I'm unsure without seeing your punnet square. I personally don't use them. Here is the correct answer:

Mack snow albino x Albino enigma (assuming heterozygous enigma)

25% Mack snow enigma albino
25% Mack snow albino
25% Albino enigma
25% Albino


----------



## classix (Sep 11, 2009)

its hard to explain without scanning it in and everything :zzz:


basically i got 3 /4 correct

my punnet square looks like this


_______ mack | albino
albino
_______
Enigma
_______


so the 1st field (top left )
_________________________________
results as albino mack (same as yours)
_________________________________


2nd field (top right) 

_______________________________
results as albino (same as yours)
_______________________________


3rd field (bottom left)

_______________________________
results mack enigma (*the incorrect one*)
_________________________________


4th field (bottom right)

__________________________________
results albino enigma (same as yours)
__________________________________

if i have just confused you then we will give up lol, i dont want you wasting your time : victory:


----------



## MrMike (Jun 28, 2008)

Remember you are working with 3 mutations, mack snow, enigma and albino. Youy need to consider the Mack albino doesn't carry the enigma mutation, but the gene pair needs to be included. Also the enigma doesn't carry the mack snow genes, but the gene pair needs to be included.

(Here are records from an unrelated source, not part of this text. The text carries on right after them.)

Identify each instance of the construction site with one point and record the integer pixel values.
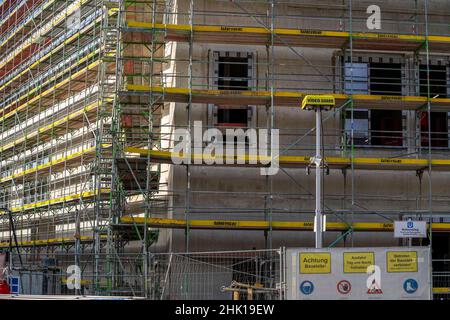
(92, 93)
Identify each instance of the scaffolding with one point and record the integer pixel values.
(92, 92)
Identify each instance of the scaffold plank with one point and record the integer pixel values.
(303, 161)
(292, 37)
(283, 98)
(266, 225)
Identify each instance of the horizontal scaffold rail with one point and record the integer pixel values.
(282, 98)
(266, 225)
(51, 241)
(72, 39)
(56, 165)
(56, 128)
(303, 161)
(76, 197)
(289, 37)
(91, 71)
(41, 32)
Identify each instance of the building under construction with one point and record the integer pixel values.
(93, 91)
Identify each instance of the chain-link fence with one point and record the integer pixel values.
(216, 275)
(209, 275)
(249, 275)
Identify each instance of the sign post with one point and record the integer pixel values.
(317, 103)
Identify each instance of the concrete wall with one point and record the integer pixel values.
(241, 193)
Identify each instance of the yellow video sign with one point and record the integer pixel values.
(311, 101)
(315, 263)
(401, 261)
(357, 262)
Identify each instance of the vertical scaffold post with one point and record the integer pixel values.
(318, 159)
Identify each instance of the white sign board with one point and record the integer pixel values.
(410, 229)
(399, 273)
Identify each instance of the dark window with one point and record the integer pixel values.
(386, 127)
(360, 125)
(233, 73)
(386, 78)
(439, 129)
(438, 81)
(232, 117)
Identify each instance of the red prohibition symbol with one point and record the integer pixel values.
(344, 287)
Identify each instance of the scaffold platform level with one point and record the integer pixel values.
(281, 98)
(52, 241)
(303, 161)
(292, 37)
(266, 225)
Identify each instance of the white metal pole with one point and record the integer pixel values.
(318, 163)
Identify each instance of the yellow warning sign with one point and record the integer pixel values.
(314, 263)
(401, 261)
(357, 262)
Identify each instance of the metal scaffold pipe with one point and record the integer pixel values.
(318, 162)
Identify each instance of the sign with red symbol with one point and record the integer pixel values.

Get it? I find it difficult to explain via written word.


----------



## jennlovesfrogs (Jan 22, 2009)

i've got a mack snow bell albino and next season i'm pairing her with my male bell sunglow enigma, in the hope to produce some very nice babies! with this I should have a 25% chance of a mack snow bell albino enigma. well judging by the genetics calculator anyway :S xx


----------



## classix (Sep 11, 2009)

right i see....

i think i might know what went wrong


i originally, at the top of the square (as a parent) had


Mack | Albino


but i think what your trying to say is that i should have


Mack | Albino
Albino| 


so then the bottom left field will result as *mack snow albino enigma*

am i correct?


----------



## gazz (Dec 9, 2006)

See if you get on better with this.
Reptile Genetics Calculator


----------



## classix (Sep 11, 2009)

to be honest with you....

i find those calculators as a way of taking the fun out of it

they are great at proving your theories, but i do prefer to work it out for myself, and then use it to check my results....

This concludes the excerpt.